Because a main focus of the group is on acupuncture projects around the world, partnering with local stakeholders and other individuals or groups that serve in the same areas of interest as BAM is critical.

Each individual project becomes a sort of center of gravity for those the organization trains and the populations they serve.

Japuncic shares, “Using acupuncture as a resiliencebuilding tool in service of community-led responses to social injustice and structural harms embraces practical skillsharing that’s grounded in anti-oppression principles and an ethic of love.”

This coalescing of intention and attention creates community.

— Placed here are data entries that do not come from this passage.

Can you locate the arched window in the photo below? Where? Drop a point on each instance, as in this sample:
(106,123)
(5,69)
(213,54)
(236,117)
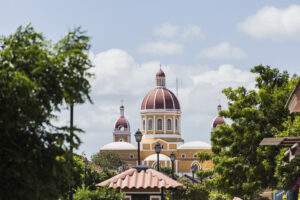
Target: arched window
(169,124)
(159,124)
(150,125)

“By sharing knowledge and experience with others, we hope they will be more resilient and autonomous, better positioned to navigate their own course into the future. And, of course, we also are the better for this experience, gaining new perspectives, knowledge of and appreciation for others. When we weave our lives together, we are more strengthened and interesting than if we remain individual threads,” says Yarberry.

Putting It All Together

It’s so refreshing to see a group of people not just helping, but empowering communities to strengthen and maintain independence in their health and wellbeing. To give something that can be passed on is an act of love, to teach communities to fish rather than giving out fish dinners is a demonstration of solidarity. BAM continues to grow. There are now members of the collective in the U.S., Central America, Africa, Asia, and Australia.